WASHINGTON – The North American Meat Institute (NAMI) launched a federal court challenge against California’s Proposition 12, a measure that establishes specific minimum requirements for confinement of laying hens, breeding pigs and veal calves.

In the lawsuit, NAMI argues that Prop 12 is unconstitutional in several ways. First, the law prohibits the sale of uncooked pork or veal from animals housed in ways that do not meet California’s standards, thus creating a barrier against out-of-state competitors.

“The purpose of the sales ban is to “level the playing field” between California producers and out-of-state producers, and it does so by stripping away the competitive advantage out-of-state producers would have if they could sell their products in California without complying with costly confinement requirements that apply directly to California producers,” the lawsuit states.

The law also imposes substantial burdens on interstate markets for pork and veal.
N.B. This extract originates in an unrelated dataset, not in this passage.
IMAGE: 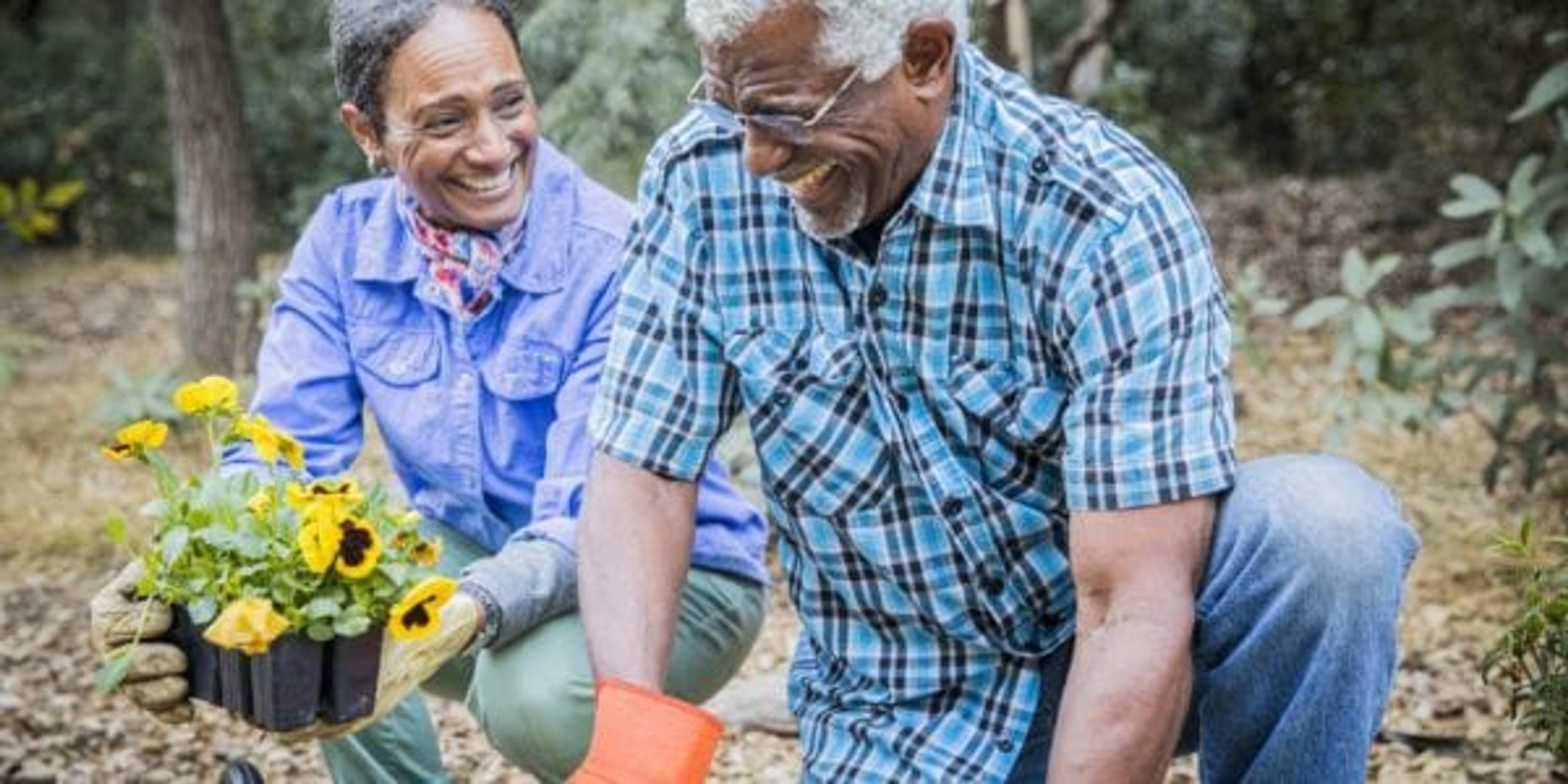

The lawsuit states that, “Because Proposition 12’s confinement requirements for veal calves and breeding sows go well beyond current industry standards, the sales ban requires producers to spend millions of dollars building California-compliant facilities and/or slash output, or to abandon the California market. The resulting harms, which will be borne primarily by out-of-state businesses, are not justified by any legitimate local interest.”

Finally, the law violates the commerce clause by directly regulating interstate and foreign commerce. “California lacks authority to regulate farming practices outside California, and it cannot condition access to its market as a means to control how farm animals are confined in other States and countries,” the lawsuit states. “That is precisely what Proposition 12’s sales ban does — it projects California law worldwide by banning the in-state sale of wholesome veal and pork imported from other States and countries unless out-of-state producers comply with California’s farm animal-confinement requirements outside of California.”

NAMI is seeking a preliminary injunction to halt implementation of the law, which the organization says violates the commerce clause of the US Constitution. The law also hurts the nation’s food chain by increasing costs for producers and consumers, the organization argued.

“Prop 12 hurts the family on a budget with higher prices for pork, veal and eggs, and unfairly punishes livestock producers outside of California by forcing them to spend millions more just to access California markets,” said Meat Institute President and CEO Julie Anna Potts. “We are a highly-efficient and unified economy in this country and so that’s just not right. If this unconstitutional law is allowed to stand, California will dictate farming practices across the nation. California’s overreach creates an unworkable patchwork of differing state regulations that will make it impossible for the supply chain, from small farmers to your local grocer, to function.”